Après réflexion, je ne m’exprimerai pas ce soir et pour trois raisons au moins.
D’abord parce que la crise, ses tenants et ses aboutissants sont un sujet compliqué.

Non que je craigne de me colleter aux difficultés économiques et financières que nous traversons ! J’en ai connu d’autres, ne serait-ce qu’à la maison.

C’est une question de responsabilité. Dans une situation complexe, parler simplement – et Dieu sait que je l’aurai fait pour vous – c’est prendre le risque de faire le jeu des populistes !

Tous les populistes, de Mme Le Pen à MM. Montebourg, Mélenchon et Poutou ! D’Emmanuel Todd à Jean-Jacques Bourdin !
Derrière la clarté apparente du discours s’avancent trop souvent les forces obscures en leur sinistre cortège. Je ne prendrai pas le risque de les rejoindre !

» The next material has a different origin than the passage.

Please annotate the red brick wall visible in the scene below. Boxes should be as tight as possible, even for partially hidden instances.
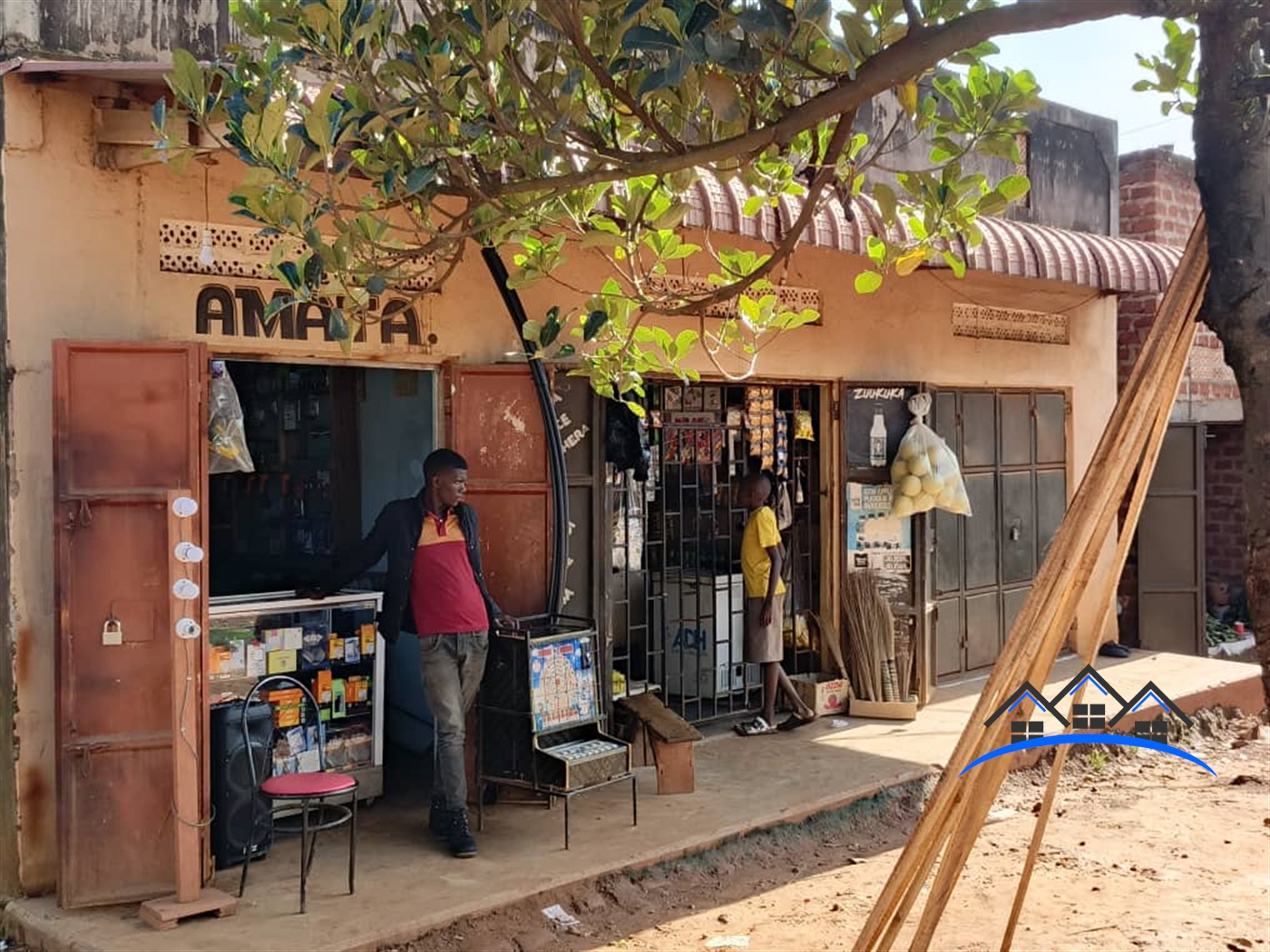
[1118,149,1207,387]
[1120,149,1199,247]
[1204,423,1247,585]
[1117,149,1245,645]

Et puis je ne prendrai pas la parole parce que, dans les circonstances actuelles, la dignité voudrait que je m’exprime en allemand et que j’en suis totalement infoutu.

Oui, il faudrait parler leur langue, la langue de Goethe et de Tokio Hotel, pour réaffirmer à nos amis d’outre-Rhin notre solidarité, dans ce climat délétère de germanophobie et d’anti-bismarckisme primaire.

Parce qu’enfin, on commence par parler français et puis on se met à parler de produire français comme Le Pen, d’acheter français comme Bayrou – et on finit par penser français comme Chevènement !

Troisième raison de ne pas m’exprimer ce soir : le patriotisme, tout simplement ! Parler, je me connais, ce serait aggraver encore l’inquiétude des marchés et par là, contribuer au plus grand danger qui menace la France : perdre son triple A !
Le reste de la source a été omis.